Yago Olaizola, expert in physics and optoelectronics, spoke to us about this brilliant technology in honour of the Nobel Prize in Physics being awarded to the inventors of the white LED
The United Nations has proclaimed 2015 as the International Year of Light in order to highlight “the importance of light-based technologies in promoting sustainable development and offering solutions to global challenges in energy, education, agriculture and health.” It may not be a mere coincidence, then, that two of the 2014 Nobel Prizes, announced recently, were awarded to the inventors of super-resolved fluorescence microscopy (Chemistry) and to the inventors of the blue LED (Physics).
The invention of the blue LED led to the creation of the white LED, which is clearly having a positive effect on society. LED lighting is already a reality, and the possibilities for the development of new products, technologies and designs that capitalise on the potential of these new light sources are creating significant economic benefit, changing the classic paradigms established by traditional light sources.
This would have not been possible without the participation of the scientists who were awarded with the Nobel Prize in Physics–Nakamura, Akasaki and Amano–who developed the technology that made it possible to manufacture a new material (gallium nitride) that caused light to emit from a PN diode.
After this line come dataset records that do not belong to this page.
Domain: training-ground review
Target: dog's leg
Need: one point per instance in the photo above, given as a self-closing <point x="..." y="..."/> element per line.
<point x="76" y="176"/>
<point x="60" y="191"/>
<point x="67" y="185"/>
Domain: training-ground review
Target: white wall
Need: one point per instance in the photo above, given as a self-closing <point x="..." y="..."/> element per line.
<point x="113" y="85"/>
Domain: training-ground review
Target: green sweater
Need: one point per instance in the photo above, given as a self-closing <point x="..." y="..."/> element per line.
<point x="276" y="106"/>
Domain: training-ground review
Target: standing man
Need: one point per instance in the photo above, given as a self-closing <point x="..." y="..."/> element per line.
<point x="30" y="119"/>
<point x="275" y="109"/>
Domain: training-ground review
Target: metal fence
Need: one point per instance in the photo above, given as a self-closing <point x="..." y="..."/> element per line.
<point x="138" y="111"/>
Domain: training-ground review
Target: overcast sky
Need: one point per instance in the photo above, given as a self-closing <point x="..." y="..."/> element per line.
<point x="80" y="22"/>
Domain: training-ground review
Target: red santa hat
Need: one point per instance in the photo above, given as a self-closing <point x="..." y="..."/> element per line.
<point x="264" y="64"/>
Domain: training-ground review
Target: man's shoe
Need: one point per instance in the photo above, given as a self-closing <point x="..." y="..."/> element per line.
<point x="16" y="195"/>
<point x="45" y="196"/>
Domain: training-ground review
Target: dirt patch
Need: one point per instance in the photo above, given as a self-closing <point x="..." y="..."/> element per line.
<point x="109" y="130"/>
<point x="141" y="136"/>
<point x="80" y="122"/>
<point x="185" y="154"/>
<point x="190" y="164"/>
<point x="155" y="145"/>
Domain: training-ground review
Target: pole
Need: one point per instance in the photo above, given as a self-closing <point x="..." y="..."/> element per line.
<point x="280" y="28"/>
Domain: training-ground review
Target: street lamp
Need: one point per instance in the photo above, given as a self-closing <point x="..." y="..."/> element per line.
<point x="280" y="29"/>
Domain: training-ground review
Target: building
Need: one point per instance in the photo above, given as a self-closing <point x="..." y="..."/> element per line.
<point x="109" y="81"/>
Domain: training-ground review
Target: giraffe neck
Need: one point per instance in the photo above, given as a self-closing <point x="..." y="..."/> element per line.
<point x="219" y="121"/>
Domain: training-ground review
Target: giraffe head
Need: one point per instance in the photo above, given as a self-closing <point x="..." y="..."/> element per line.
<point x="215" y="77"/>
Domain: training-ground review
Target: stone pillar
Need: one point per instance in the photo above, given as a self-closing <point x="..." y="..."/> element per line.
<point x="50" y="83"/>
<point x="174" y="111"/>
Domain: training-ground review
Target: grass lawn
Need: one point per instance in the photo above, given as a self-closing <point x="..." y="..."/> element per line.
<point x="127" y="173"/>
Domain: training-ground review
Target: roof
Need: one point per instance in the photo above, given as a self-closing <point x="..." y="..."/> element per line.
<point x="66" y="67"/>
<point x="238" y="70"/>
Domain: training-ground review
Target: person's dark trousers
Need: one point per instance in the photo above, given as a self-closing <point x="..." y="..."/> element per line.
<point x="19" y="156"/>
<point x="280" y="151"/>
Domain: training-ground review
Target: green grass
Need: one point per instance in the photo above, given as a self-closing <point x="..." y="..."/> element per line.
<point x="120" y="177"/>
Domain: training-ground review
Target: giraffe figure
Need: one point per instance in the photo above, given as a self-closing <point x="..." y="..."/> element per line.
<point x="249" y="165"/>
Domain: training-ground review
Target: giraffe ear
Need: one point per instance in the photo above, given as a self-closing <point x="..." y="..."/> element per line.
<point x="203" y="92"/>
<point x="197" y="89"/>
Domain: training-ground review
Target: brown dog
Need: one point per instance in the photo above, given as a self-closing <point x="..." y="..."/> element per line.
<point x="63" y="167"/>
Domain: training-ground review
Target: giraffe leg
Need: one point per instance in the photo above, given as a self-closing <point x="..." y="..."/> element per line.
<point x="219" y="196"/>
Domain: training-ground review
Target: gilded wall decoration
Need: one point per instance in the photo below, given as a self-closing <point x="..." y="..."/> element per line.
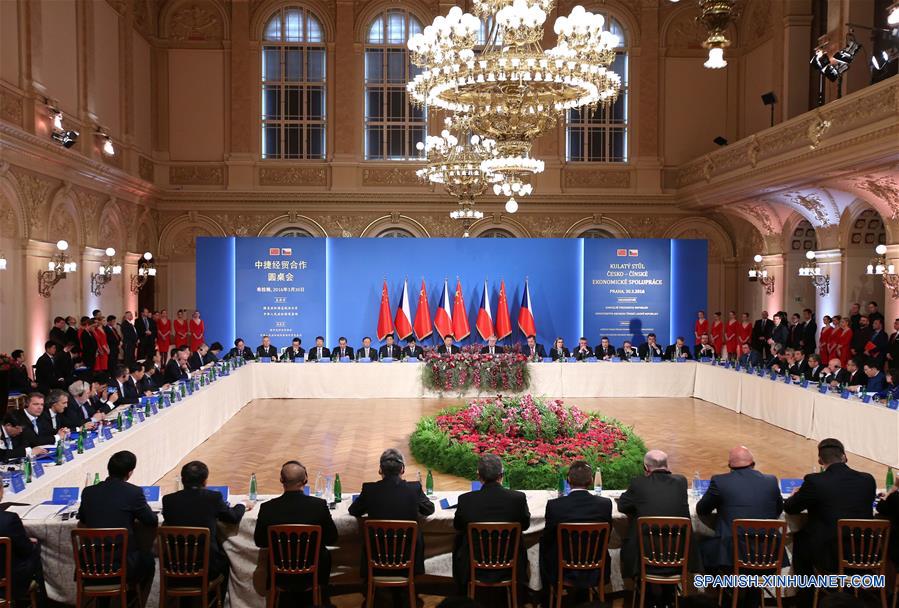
<point x="197" y="175"/>
<point x="293" y="176"/>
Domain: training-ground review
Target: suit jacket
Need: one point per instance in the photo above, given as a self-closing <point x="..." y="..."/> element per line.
<point x="202" y="508"/>
<point x="297" y="508"/>
<point x="290" y="354"/>
<point x="372" y="353"/>
<point x="492" y="503"/>
<point x="271" y="351"/>
<point x="580" y="506"/>
<point x="671" y="352"/>
<point x="837" y="493"/>
<point x="526" y="350"/>
<point x="646" y="351"/>
<point x="115" y="503"/>
<point x="660" y="494"/>
<point x="740" y="494"/>
<point x="314" y="353"/>
<point x="394" y="498"/>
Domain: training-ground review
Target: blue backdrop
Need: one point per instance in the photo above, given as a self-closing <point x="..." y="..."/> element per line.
<point x="337" y="292"/>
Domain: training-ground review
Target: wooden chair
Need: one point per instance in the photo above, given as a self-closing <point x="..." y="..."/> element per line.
<point x="101" y="568"/>
<point x="292" y="552"/>
<point x="390" y="546"/>
<point x="184" y="566"/>
<point x="664" y="545"/>
<point x="581" y="548"/>
<point x="862" y="548"/>
<point x="758" y="549"/>
<point x="493" y="547"/>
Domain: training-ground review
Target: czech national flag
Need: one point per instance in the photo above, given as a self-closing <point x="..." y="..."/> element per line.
<point x="443" y="319"/>
<point x="403" y="320"/>
<point x="385" y="325"/>
<point x="422" y="324"/>
<point x="526" y="313"/>
<point x="503" y="323"/>
<point x="484" y="322"/>
<point x="461" y="329"/>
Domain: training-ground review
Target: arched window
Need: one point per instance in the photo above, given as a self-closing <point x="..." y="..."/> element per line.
<point x="392" y="125"/>
<point x="293" y="86"/>
<point x="600" y="135"/>
<point x="395" y="233"/>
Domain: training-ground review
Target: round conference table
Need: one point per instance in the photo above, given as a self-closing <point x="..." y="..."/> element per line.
<point x="868" y="429"/>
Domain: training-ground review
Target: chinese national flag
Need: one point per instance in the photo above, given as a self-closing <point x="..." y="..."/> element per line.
<point x="385" y="323"/>
<point x="503" y="322"/>
<point x="460" y="317"/>
<point x="422" y="323"/>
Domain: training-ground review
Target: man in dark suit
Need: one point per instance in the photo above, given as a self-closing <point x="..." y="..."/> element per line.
<point x="836" y="493"/>
<point x="492" y="503"/>
<point x="26" y="556"/>
<point x="115" y="503"/>
<point x="605" y="350"/>
<point x="342" y="349"/>
<point x="130" y="339"/>
<point x="195" y="506"/>
<point x="532" y="350"/>
<point x="678" y="350"/>
<point x="412" y="349"/>
<point x="748" y="357"/>
<point x="650" y="348"/>
<point x="45" y="369"/>
<point x="294" y="507"/>
<point x="658" y="493"/>
<point x="744" y="493"/>
<point x="294" y="351"/>
<point x="580" y="506"/>
<point x="448" y="348"/>
<point x="319" y="351"/>
<point x="367" y="351"/>
<point x="761" y="332"/>
<point x="394" y="498"/>
<point x="266" y="349"/>
<point x="240" y="350"/>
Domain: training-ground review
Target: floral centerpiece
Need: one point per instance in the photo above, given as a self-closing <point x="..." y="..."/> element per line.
<point x="537" y="439"/>
<point x="469" y="369"/>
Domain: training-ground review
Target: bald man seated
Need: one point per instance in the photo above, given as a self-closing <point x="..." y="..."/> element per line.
<point x="744" y="493"/>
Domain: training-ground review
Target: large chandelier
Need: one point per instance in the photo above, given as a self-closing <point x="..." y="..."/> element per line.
<point x="513" y="90"/>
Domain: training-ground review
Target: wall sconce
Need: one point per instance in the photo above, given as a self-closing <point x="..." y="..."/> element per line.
<point x="108" y="270"/>
<point x="887" y="272"/>
<point x="759" y="273"/>
<point x="810" y="269"/>
<point x="57" y="269"/>
<point x="146" y="268"/>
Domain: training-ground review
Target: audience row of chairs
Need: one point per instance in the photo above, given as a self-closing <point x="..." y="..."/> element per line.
<point x="101" y="566"/>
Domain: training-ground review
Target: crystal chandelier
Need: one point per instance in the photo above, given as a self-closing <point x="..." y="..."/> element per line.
<point x="512" y="89"/>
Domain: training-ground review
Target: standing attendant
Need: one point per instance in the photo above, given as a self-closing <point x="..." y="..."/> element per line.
<point x="163" y="333"/>
<point x="731" y="335"/>
<point x="181" y="329"/>
<point x="701" y="327"/>
<point x="197" y="331"/>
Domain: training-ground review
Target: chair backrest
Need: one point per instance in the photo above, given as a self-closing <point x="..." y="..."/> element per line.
<point x="183" y="552"/>
<point x="758" y="544"/>
<point x="862" y="544"/>
<point x="100" y="554"/>
<point x="582" y="546"/>
<point x="390" y="544"/>
<point x="493" y="546"/>
<point x="6" y="571"/>
<point x="664" y="542"/>
<point x="293" y="549"/>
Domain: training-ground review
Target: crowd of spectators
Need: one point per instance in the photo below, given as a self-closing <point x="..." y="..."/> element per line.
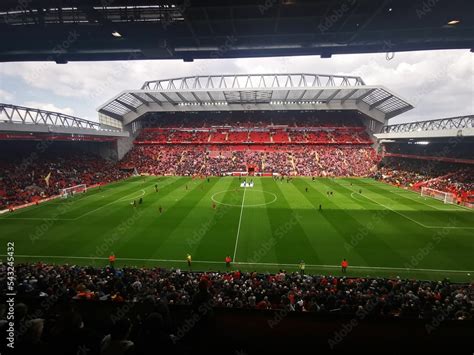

The specific contribution that was recognized by the Nobel Committee was their development of a novel technique for chemical vapour deposition (CVD), making it possible to grow large quantities of gallium nitride monocrystals on sapphire, to obtain efficient p-type doping, and to develop an industrial process for mass production. This led to the creation of the first blue LED, the ultraviolet LED, the blue laser (used in Blu-ray players), and the white LED.
These scientists' success story is to be admired. Because of their brilliant and focused investigation, they were able to beat the multinational companies Sony and Philips in the race towards the white LED. Thanks to these three researchers, we now have a more efficient, compact, ecological and reliable light source.